US investment bank to reparcel portfolio in bid to survive
Lehman Brothers is planning one of the largest and most dramatic property transactions in history, by spinning off up to $30bn (£17bn) of its assets as part of its bid to survive.
Lehman announced on Wednesday that it planned to move the bulk of its $32.6bn (£18.6bn) of property assets into a new company and sell a majority stake in its prized investment management business.
The fourth-largest US investment bank, battling America’s worst financial crisis since the Depression, also slashed its dividend, as it reported a $3.9bn third-quarter loss, taking its losses so far this year to about $6.5bn.
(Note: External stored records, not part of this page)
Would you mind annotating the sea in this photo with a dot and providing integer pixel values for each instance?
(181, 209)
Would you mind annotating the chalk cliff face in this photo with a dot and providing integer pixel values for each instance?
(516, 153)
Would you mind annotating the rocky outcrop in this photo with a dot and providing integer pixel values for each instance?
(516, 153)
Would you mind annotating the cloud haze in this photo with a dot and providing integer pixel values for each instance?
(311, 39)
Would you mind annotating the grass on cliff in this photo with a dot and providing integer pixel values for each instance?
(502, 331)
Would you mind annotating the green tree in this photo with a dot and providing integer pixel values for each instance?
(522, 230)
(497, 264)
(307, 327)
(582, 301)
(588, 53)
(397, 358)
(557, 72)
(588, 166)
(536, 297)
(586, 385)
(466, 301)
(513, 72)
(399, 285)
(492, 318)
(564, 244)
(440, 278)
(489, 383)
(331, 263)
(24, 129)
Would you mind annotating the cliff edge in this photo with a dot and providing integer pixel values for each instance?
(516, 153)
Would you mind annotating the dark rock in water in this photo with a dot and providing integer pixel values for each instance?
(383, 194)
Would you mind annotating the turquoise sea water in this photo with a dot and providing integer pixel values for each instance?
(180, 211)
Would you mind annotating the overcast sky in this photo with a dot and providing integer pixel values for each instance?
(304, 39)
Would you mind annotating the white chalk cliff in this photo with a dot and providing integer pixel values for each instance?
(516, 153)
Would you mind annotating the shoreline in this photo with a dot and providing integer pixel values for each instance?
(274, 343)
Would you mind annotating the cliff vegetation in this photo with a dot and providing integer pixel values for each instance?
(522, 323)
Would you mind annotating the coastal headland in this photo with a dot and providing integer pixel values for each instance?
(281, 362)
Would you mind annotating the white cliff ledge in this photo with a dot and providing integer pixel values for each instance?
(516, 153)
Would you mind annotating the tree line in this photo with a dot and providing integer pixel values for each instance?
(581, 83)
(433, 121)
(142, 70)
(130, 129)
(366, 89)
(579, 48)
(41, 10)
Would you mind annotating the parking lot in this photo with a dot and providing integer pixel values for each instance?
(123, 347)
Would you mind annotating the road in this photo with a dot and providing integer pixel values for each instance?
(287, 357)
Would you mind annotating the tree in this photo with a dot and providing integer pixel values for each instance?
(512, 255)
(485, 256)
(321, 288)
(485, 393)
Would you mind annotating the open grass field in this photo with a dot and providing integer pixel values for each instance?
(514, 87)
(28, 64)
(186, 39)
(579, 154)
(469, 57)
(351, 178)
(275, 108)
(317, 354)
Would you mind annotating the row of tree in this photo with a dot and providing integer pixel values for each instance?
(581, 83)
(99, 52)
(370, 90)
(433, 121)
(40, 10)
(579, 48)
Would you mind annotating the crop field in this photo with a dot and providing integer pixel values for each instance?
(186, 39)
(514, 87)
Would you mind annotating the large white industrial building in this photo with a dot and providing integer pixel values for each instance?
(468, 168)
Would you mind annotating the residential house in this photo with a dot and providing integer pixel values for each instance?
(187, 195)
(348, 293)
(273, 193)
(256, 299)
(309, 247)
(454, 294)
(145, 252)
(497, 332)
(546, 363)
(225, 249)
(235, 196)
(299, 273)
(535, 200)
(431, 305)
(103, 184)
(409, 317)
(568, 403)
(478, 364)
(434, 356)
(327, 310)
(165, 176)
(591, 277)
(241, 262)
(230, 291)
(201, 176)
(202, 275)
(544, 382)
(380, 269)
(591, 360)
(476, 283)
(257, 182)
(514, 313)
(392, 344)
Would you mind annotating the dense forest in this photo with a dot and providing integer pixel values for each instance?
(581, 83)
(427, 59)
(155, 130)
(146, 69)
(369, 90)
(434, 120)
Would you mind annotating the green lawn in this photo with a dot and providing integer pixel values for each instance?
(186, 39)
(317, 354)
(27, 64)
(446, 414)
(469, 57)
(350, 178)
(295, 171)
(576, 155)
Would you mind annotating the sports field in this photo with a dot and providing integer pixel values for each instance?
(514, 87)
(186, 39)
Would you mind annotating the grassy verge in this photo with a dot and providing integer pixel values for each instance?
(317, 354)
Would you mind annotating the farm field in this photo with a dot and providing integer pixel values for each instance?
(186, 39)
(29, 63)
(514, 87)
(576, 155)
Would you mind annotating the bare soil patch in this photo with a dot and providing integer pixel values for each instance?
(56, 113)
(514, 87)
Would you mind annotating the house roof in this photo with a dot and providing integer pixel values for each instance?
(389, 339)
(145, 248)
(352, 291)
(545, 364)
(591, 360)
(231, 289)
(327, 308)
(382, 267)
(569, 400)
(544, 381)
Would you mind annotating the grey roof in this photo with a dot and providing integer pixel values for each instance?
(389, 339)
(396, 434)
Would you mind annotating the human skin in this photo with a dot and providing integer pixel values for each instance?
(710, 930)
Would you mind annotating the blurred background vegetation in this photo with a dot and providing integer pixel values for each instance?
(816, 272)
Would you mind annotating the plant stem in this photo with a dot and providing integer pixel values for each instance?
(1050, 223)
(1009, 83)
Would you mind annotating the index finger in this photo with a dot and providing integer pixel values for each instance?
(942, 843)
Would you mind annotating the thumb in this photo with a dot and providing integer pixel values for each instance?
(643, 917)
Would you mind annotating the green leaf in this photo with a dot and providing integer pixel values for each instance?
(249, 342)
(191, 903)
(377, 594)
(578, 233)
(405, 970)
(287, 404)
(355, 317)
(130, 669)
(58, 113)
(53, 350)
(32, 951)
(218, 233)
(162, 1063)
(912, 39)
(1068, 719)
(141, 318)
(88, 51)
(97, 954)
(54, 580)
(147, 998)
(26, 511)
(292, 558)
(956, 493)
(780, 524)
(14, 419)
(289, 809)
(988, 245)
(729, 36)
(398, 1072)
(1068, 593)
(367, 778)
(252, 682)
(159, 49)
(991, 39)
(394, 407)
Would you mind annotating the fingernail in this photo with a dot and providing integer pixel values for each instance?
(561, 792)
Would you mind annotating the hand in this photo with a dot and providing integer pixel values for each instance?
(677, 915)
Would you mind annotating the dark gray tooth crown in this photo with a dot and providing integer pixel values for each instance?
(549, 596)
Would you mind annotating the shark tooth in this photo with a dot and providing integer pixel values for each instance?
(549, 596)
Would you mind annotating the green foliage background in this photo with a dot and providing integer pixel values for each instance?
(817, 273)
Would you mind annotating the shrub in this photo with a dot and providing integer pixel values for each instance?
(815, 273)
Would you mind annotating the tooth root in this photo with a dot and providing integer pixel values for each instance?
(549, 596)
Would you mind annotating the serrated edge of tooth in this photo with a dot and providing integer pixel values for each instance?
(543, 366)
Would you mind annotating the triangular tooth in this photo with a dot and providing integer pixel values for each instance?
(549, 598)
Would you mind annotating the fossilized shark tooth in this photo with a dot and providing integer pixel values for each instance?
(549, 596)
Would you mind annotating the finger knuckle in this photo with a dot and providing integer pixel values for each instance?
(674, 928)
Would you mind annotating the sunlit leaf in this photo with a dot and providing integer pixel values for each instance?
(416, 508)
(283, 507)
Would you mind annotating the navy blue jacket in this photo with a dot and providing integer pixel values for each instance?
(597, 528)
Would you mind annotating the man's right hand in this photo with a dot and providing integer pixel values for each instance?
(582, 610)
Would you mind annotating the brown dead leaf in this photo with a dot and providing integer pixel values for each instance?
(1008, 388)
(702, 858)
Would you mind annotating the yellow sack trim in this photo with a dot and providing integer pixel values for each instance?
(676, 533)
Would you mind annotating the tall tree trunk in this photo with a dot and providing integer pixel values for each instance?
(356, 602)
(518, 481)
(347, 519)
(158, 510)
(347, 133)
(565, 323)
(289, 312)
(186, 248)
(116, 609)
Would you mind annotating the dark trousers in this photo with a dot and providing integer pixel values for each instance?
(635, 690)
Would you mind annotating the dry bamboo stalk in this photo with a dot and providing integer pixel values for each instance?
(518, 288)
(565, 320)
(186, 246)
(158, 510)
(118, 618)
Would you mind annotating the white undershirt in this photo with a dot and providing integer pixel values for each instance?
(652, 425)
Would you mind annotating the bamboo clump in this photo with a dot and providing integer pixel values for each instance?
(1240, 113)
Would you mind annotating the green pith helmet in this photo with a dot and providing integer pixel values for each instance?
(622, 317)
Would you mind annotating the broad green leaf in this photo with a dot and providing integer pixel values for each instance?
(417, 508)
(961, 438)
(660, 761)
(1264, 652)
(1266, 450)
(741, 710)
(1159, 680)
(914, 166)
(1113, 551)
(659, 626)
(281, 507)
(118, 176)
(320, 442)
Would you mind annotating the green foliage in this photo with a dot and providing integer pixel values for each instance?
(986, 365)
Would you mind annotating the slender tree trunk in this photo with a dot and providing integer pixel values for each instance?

‘This is an extraordinary time for our industry, and one of the toughest periods in the firm’s history,’ said chief executive Richard Fuld. ‘The strategic initiatives we have announced today reflect our determination to fundamentally reposition Lehman Brothers by dramatically reducing balance sheet risk, reinforcing our focus on our client-facing businesses and returning the firm to profitability.’
Lehman will spin off between $25bn and $30bn (£14bn to $17bn) of property assets into a new, US publicly listed company called Real Estate Investments Global, which will be owned by current Lehman shareholders. It said it hoped the transaction would be completed by the first quarter of 2009.
Chief financial officer Ian Lowitt said 58% of the assets was debt, including commercial mortgage-backed securities; 26% was equity positions in property companies, such as US residential apartment REIT Archstone-Smith and Californian residential developer SunCal; and 16% property securities. Lowitt said 57% of the assets were in the Americas, 26% in Europe and 17% in Asia.
Lehman would need to inject around $5bn to $7bn (£2.8bn to £4bn) of its own equity into the new company, Lowitt said, and would also provide it with debt, which might be syndicated at a later date.
He said the spin-off would reduce Lehman’s exposure to property from 30% of the balance sheet to 5%. The new company will not be a REIT.
‘The concentration of positions in commercial real estate-related assets has become a significant concern for investors and creditors,’ said Fuld. ‘Therefore, Lehman Brothers believes that it is in the best interests of all its constituents to separate these assets from the rest of the firm.’
He said this would allow it to value the assets on the basis that they will be held to maturity, rather than marked to the market value on a quarterly basis.
Fuld claimed this would maximise value for shareholders, reduce volatility, and remove the need for distressed sales. ‘We do not envisage further large real estate writedowns in the context of the current market,’ he added.
As well as the spin-off, Lehman said it was in talks to sell $4bn (£2.3bn) of UK residential mortgages, which it had acquired through the acquisition of UK mortgage lenders, to BlackRock.
It said that this sale would contribute to it reducing its residential mortgage exposure by 31% to $17.2bn (£9.8bn).